Over a decade ago, scientists at Emory University’s Center for Myth and Ritual in American Life studied the effect of family conversations and stories on children. By creating a list of “yes” or “no” questions, they determined how much the children in the study knew about their family history. They also conducted psychological testing, the results of which overwhelmingly showed that scoring higher on the “Do You Know?” questions was associated with higher levels of self-esteem, lower levels of anxiety, fewer behavioral problems and better functioning families.
The actual questions do not matter as long as they are about things that must be learned through someone else and not experienced directly. Marshall Duke and Robyn Fivush, the leaders of the study, say, “Each family will have different stories and different key moments and memories that are shared. It is not the content of what is known that is the critical factor, but the process by which these things came to be known. In order to hear family stories, people need to sit down with one another. The stories need to be told over and over and the times of sitting together need to be multiple and occur over many years. The most convenient times traditionally have been family dinners, family trips in the car, vacations, birthday gatherings, etc.”
The researchers determined that the family narrative influences “the way a child looks at himself in the context of their larger family.”
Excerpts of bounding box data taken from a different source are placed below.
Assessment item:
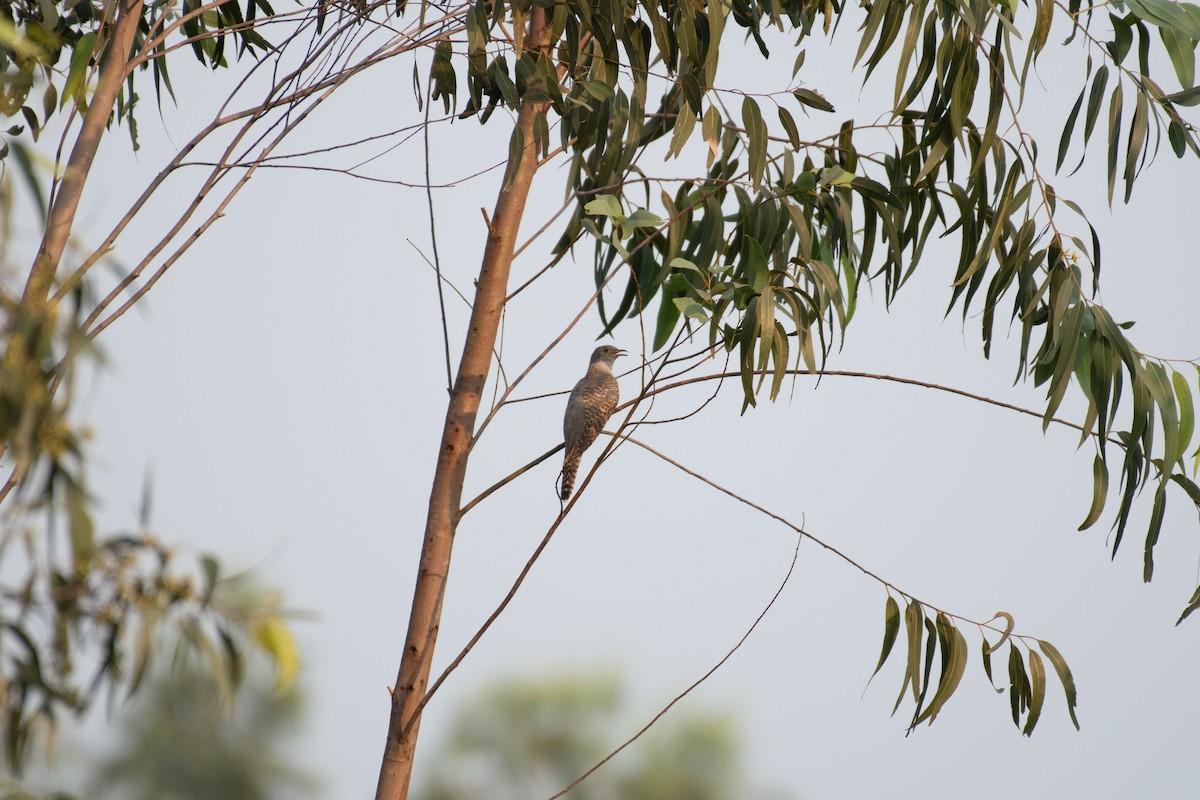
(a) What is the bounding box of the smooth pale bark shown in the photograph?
[0,0,143,470]
[22,0,142,306]
[376,8,550,800]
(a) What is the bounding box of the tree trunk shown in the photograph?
[0,0,143,465]
[22,0,142,306]
[376,8,550,800]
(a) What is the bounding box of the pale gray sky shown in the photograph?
[18,10,1200,799]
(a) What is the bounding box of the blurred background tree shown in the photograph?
[0,643,319,800]
[415,673,785,800]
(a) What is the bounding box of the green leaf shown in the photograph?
[1008,642,1030,728]
[1171,369,1195,459]
[504,126,524,188]
[776,106,800,151]
[622,209,666,230]
[1158,28,1196,89]
[1163,86,1200,107]
[912,612,967,727]
[983,612,1016,652]
[1141,481,1166,583]
[580,80,616,102]
[1126,0,1200,40]
[1175,587,1200,625]
[666,103,696,158]
[1079,453,1109,530]
[792,89,836,112]
[742,95,767,186]
[1124,91,1150,203]
[59,34,96,110]
[1038,639,1079,730]
[583,194,625,221]
[868,595,900,684]
[1109,80,1124,205]
[1021,650,1046,736]
[672,297,708,323]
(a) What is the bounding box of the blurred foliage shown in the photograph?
[86,644,316,800]
[0,0,275,154]
[0,0,1200,764]
[414,673,782,800]
[0,501,298,774]
[0,0,290,772]
[0,637,317,800]
[871,594,1079,736]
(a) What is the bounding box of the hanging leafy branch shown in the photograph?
[410,0,1200,608]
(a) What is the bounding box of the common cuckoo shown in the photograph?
[560,344,625,500]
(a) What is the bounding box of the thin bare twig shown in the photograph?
[550,527,804,800]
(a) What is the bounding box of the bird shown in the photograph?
[559,344,625,501]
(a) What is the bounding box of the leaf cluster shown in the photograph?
[0,0,275,160]
[871,594,1079,736]
[0,489,296,774]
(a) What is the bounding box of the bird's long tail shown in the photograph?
[559,451,583,501]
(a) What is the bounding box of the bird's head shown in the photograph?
[592,344,625,367]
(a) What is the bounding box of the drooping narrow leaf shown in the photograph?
[1021,650,1046,736]
[1141,480,1166,583]
[1079,453,1109,530]
[1038,639,1079,730]
[742,95,767,186]
[868,595,900,684]
[1109,80,1124,205]
[1175,587,1200,625]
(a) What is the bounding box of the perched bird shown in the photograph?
[560,344,625,500]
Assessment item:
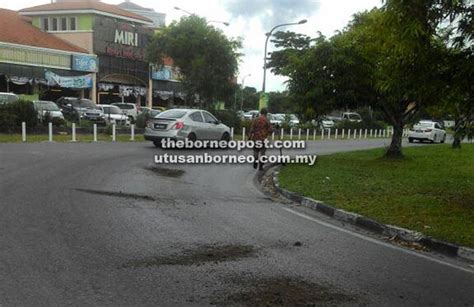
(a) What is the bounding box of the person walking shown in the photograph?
[249,108,273,170]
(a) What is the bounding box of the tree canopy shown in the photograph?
[147,15,241,106]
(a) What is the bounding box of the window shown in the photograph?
[189,112,204,123]
[202,112,217,124]
[61,17,67,31]
[51,18,58,31]
[42,18,49,31]
[69,17,76,31]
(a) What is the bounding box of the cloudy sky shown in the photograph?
[0,0,381,91]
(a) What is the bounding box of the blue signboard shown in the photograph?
[72,55,98,72]
[45,70,93,89]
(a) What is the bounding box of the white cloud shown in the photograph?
[1,0,381,91]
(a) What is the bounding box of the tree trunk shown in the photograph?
[385,121,403,158]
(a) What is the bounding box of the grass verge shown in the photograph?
[0,134,145,143]
[279,144,474,247]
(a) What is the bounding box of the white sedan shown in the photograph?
[408,121,446,143]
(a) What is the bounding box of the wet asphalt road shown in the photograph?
[0,140,474,306]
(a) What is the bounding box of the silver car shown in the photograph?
[145,109,230,147]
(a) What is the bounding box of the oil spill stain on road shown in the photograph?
[145,166,185,178]
[75,189,155,201]
[122,245,256,268]
[212,277,356,306]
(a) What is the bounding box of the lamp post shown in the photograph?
[262,19,307,95]
[240,74,252,111]
[174,6,230,27]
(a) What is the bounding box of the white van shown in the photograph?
[0,92,18,104]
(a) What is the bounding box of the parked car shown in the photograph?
[57,97,106,125]
[33,100,64,121]
[144,109,230,147]
[0,93,18,104]
[112,102,138,122]
[97,104,130,126]
[408,120,446,143]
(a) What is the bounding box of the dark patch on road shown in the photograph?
[145,166,185,178]
[75,189,155,201]
[212,277,356,306]
[122,245,256,268]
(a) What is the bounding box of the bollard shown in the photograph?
[21,122,26,142]
[93,124,97,142]
[48,123,53,142]
[71,123,76,142]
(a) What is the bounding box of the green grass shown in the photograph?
[280,144,474,247]
[0,134,144,143]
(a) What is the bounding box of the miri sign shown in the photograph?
[114,29,138,47]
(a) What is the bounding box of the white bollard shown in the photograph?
[48,123,53,142]
[71,123,76,142]
[130,124,135,142]
[21,122,26,142]
[93,124,97,142]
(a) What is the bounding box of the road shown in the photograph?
[0,140,474,306]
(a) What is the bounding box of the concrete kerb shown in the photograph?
[267,167,474,261]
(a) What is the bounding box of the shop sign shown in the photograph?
[151,66,179,81]
[45,70,93,89]
[72,55,98,72]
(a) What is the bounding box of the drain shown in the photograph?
[122,245,256,268]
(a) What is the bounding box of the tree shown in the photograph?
[147,15,241,107]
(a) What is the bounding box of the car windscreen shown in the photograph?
[35,102,59,111]
[114,103,134,110]
[102,106,122,114]
[156,110,187,119]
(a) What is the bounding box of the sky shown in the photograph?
[0,0,381,91]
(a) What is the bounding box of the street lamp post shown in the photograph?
[240,74,251,111]
[262,19,307,95]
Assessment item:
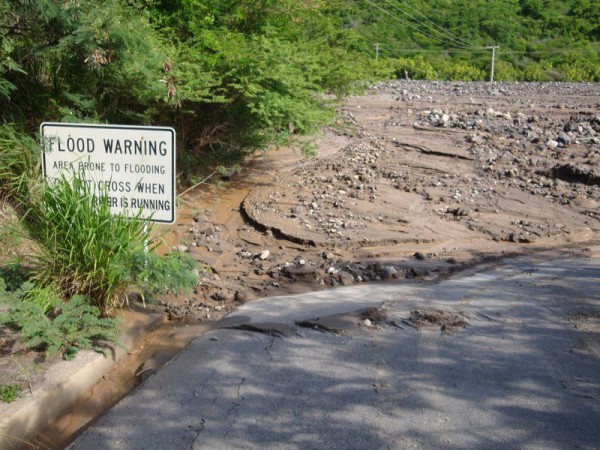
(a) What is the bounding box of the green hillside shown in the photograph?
[0,0,600,172]
[344,0,600,81]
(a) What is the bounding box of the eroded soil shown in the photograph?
[167,82,600,318]
[0,82,600,448]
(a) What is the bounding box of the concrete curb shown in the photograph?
[0,310,163,449]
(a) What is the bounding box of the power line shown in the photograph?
[384,0,476,48]
[378,47,600,55]
[399,0,473,46]
[365,0,482,48]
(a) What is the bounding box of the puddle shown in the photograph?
[36,312,215,450]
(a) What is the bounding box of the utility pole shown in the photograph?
[485,45,500,84]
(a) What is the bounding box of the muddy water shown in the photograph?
[36,148,311,450]
[37,311,214,450]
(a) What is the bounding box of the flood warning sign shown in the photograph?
[40,122,175,223]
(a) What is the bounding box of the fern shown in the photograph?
[0,292,122,360]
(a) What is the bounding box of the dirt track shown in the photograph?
[161,81,600,318]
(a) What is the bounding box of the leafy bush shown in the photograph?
[437,61,486,81]
[396,55,438,80]
[0,264,29,292]
[0,295,119,360]
[23,174,149,314]
[128,252,199,294]
[0,384,21,403]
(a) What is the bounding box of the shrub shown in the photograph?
[23,174,149,315]
[396,55,438,80]
[0,384,21,403]
[0,125,39,204]
[129,252,199,294]
[0,295,119,360]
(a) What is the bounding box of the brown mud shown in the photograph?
[4,82,600,448]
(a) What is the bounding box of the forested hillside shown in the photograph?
[345,0,600,81]
[0,0,600,172]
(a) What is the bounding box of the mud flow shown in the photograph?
[31,81,600,443]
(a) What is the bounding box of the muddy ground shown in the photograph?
[163,81,600,319]
[0,81,600,448]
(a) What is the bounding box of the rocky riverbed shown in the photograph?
[163,81,600,319]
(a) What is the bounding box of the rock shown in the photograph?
[381,266,398,280]
[336,270,354,286]
[194,213,208,223]
[556,131,572,145]
[211,289,234,302]
[233,290,248,303]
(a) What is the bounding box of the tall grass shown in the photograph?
[23,174,149,315]
[0,124,39,206]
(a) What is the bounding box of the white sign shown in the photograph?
[40,122,175,223]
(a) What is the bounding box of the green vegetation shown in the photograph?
[23,176,150,314]
[344,0,600,81]
[0,0,600,355]
[128,252,200,294]
[0,384,21,403]
[0,285,119,360]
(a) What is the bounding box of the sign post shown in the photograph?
[40,122,175,223]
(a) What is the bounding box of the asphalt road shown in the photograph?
[70,258,600,450]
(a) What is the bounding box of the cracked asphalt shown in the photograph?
[70,254,600,450]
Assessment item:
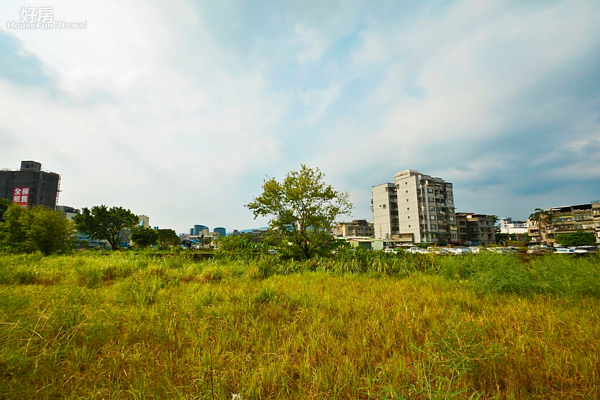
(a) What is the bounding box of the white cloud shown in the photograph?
[295,23,327,64]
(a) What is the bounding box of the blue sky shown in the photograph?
[0,0,600,232]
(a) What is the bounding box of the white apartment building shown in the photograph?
[371,183,398,239]
[499,217,527,235]
[371,169,459,243]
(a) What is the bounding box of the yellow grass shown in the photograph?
[0,254,600,399]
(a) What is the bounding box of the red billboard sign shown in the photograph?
[13,188,29,206]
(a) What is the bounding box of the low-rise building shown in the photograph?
[214,226,227,237]
[456,213,496,246]
[333,219,375,237]
[527,200,600,245]
[546,203,598,244]
[592,200,600,244]
[498,217,528,235]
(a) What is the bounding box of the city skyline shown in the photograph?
[0,1,600,232]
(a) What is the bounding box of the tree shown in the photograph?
[131,226,159,248]
[529,208,552,239]
[0,205,75,255]
[27,206,76,255]
[73,205,139,250]
[246,164,352,259]
[158,229,181,246]
[0,204,34,252]
[556,231,596,246]
[0,198,10,222]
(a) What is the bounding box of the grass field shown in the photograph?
[0,253,600,399]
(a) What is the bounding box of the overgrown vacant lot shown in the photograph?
[0,253,600,399]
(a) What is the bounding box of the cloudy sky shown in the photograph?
[0,0,600,232]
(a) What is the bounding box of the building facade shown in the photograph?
[214,226,227,237]
[0,161,60,210]
[371,169,459,243]
[195,225,210,236]
[456,213,496,246]
[527,200,600,245]
[371,183,399,239]
[499,218,528,235]
[333,219,375,237]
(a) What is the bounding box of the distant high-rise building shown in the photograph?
[456,213,496,246]
[0,161,60,210]
[56,206,81,221]
[192,225,210,236]
[371,169,458,243]
[214,226,227,237]
[138,215,150,228]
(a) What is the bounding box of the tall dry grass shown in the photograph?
[0,253,600,399]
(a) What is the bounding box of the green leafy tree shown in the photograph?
[0,204,34,252]
[0,205,75,255]
[0,199,10,222]
[26,206,76,255]
[131,226,159,248]
[246,165,352,259]
[556,231,596,246]
[73,205,139,250]
[529,208,552,231]
[157,229,181,246]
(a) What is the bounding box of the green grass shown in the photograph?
[0,253,600,399]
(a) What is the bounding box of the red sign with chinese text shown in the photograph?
[13,188,29,206]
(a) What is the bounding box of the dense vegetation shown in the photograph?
[0,251,600,399]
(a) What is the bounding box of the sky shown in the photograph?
[0,0,600,232]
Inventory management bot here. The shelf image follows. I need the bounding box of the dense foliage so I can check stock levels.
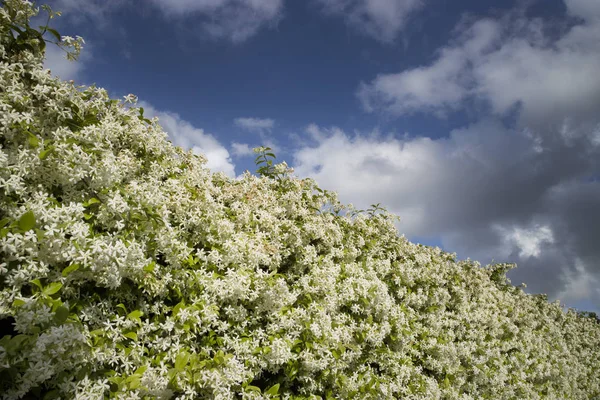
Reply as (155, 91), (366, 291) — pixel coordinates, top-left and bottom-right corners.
(0, 0), (600, 400)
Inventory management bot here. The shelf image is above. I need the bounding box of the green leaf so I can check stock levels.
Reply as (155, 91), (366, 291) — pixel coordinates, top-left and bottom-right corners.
(19, 211), (35, 231)
(265, 383), (279, 396)
(62, 264), (81, 277)
(39, 146), (56, 160)
(0, 218), (10, 229)
(117, 303), (127, 314)
(83, 197), (101, 207)
(13, 299), (25, 307)
(127, 310), (144, 321)
(45, 26), (61, 42)
(144, 261), (156, 272)
(175, 351), (190, 371)
(42, 282), (62, 296)
(29, 279), (43, 290)
(28, 132), (40, 148)
(54, 306), (69, 325)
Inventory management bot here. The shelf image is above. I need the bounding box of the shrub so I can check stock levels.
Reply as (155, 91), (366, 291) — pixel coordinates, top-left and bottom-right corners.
(0, 0), (600, 399)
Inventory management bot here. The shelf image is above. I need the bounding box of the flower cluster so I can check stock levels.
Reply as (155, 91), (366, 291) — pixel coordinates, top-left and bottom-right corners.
(0, 0), (600, 400)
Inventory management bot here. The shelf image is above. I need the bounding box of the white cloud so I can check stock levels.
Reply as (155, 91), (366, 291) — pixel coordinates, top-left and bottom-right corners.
(495, 224), (554, 258)
(318, 0), (424, 42)
(231, 142), (254, 157)
(357, 20), (500, 115)
(233, 118), (275, 133)
(48, 0), (283, 43)
(292, 119), (600, 307)
(358, 0), (600, 140)
(565, 0), (600, 21)
(152, 0), (283, 43)
(46, 0), (128, 27)
(44, 43), (91, 83)
(139, 102), (235, 177)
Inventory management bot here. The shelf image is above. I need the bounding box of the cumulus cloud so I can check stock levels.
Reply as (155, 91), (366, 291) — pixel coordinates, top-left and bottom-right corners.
(233, 118), (275, 133)
(358, 0), (600, 139)
(152, 0), (283, 43)
(139, 102), (235, 177)
(318, 0), (424, 42)
(346, 0), (600, 311)
(293, 118), (600, 309)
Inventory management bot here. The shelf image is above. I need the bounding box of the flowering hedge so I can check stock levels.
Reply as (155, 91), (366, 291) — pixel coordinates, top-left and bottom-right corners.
(0, 0), (600, 400)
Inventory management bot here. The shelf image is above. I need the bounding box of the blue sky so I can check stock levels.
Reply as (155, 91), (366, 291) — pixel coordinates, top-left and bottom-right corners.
(46, 0), (600, 311)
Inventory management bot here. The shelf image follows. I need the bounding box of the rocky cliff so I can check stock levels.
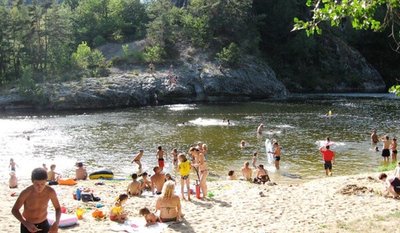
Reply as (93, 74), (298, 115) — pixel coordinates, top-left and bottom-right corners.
(0, 57), (287, 110)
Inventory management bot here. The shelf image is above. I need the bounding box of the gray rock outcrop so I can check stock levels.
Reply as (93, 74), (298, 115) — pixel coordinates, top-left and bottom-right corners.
(0, 59), (287, 110)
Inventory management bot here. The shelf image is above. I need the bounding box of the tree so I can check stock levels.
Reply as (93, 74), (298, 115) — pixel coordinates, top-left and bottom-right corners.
(293, 0), (400, 96)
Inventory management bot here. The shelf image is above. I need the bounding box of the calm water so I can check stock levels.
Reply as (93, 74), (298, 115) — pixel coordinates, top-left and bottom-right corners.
(0, 95), (400, 183)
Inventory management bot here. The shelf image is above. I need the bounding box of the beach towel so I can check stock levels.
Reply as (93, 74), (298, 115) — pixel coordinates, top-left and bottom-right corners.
(110, 218), (168, 233)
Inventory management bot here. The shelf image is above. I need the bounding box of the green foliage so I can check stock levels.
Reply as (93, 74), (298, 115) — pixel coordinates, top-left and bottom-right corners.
(216, 43), (241, 66)
(144, 45), (166, 63)
(389, 85), (400, 96)
(93, 35), (107, 47)
(72, 41), (107, 76)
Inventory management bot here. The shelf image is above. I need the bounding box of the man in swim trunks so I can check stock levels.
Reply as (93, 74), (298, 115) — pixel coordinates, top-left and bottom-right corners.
(156, 146), (165, 170)
(379, 173), (400, 198)
(274, 142), (282, 170)
(150, 167), (165, 195)
(381, 135), (390, 163)
(11, 168), (61, 233)
(319, 146), (335, 176)
(241, 162), (253, 181)
(371, 129), (379, 151)
(131, 149), (144, 170)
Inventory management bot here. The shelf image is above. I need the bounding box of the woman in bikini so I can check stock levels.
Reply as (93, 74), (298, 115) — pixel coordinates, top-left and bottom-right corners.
(156, 181), (182, 222)
(189, 147), (208, 198)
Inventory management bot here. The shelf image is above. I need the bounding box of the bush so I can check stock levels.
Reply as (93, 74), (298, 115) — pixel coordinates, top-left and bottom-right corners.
(144, 45), (165, 63)
(216, 43), (240, 66)
(72, 42), (107, 76)
(93, 35), (107, 47)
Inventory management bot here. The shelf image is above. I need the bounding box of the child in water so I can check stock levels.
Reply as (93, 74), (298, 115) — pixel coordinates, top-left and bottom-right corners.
(110, 194), (128, 223)
(8, 172), (18, 189)
(139, 207), (160, 226)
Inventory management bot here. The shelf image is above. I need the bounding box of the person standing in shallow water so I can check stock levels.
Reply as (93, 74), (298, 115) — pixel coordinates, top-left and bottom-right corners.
(319, 146), (335, 176)
(273, 142), (282, 170)
(371, 129), (379, 151)
(189, 147), (208, 198)
(381, 135), (391, 164)
(11, 168), (61, 233)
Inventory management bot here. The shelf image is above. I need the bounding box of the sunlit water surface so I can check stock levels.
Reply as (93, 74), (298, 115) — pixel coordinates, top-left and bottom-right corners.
(0, 95), (400, 181)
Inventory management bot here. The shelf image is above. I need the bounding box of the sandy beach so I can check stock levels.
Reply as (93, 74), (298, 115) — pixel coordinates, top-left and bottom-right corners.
(0, 173), (400, 232)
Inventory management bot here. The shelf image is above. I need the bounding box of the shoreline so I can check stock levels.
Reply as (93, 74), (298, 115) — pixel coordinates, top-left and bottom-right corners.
(0, 171), (400, 233)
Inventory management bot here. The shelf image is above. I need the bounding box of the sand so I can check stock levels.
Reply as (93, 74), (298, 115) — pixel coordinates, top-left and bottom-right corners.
(0, 173), (400, 233)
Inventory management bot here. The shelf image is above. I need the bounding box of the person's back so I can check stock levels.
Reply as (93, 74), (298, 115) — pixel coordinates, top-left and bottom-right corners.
(75, 163), (87, 180)
(12, 168), (61, 232)
(150, 167), (165, 194)
(156, 181), (181, 222)
(242, 162), (253, 181)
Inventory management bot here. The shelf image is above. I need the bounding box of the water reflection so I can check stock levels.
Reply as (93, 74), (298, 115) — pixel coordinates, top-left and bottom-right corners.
(0, 96), (400, 182)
Inspired leaders have long taught the blessings of family time and family history. In his April 2018 General Conference talk “Family History and Temple Work: Sealing and Healing,” Elder Dale G. Renlund spoke of family history. Along with increased testimony of the Savior and divine protection from the adversary, he described these promised blessings for families:
- More closeness and joy and a heart turned toward your family
- Increased love and gratitude for your ancestors
And for individuals, he mentioned specific gifts:
- Personal power
- Inspired help
- Joy, and to be blessed in every aspect of your life
Certainly, all these blessings contribute to the well-being and function of families and lead to children having a healthy sense of self.
Read more: https://www.huffingtonpost.com/marshall-p-duke/the-stories-that-bind-us-_b_2918975.html
Twenty “Do You Know?” Questions for Families
Do you know how your parents met?
Do you know where your mother grew up?
Do you know where your father grew up?
Do you know where some of your grandparents grew up?
Do you know where some of your grandparents met?
Do you know where your parents were married?
Do you know what went on when you were being born?
Do you know the source of your name?
Do you know some things about what happened when your brothers or sisters were being born?
Do you know which person in your family you look most like?
Do you know which person in the family you act most like?
Do you know some of the illnesses and injuries that your parents experienced when they were younger?
Do you know some of the lessons that your parents learned from good or bad experiences?
Do you know some things that happened to your mom or dad when they were in school?
Do you know the national background of your family (such as English, German, Russian, etc)?
Do you know some of the jobs that your parents had when they were young?
Do you know some awards that your parents received when they were young?
Do you know the names of the schools that your mom went to?
Do you know the names of the schools that your dad went to?
Do you know about a relative whose face “froze” in a grumpy position because he or she did not smile enough?*
Score: Total number answered YES
*Note about this question: Fifteen percent of the sample answered yes. The researchers say this is because the stories that families tell are not always true but are often told to teach a principle. Plus, there are often disagreements among family members about what really happened, and these disagreements then become part of the family narrative.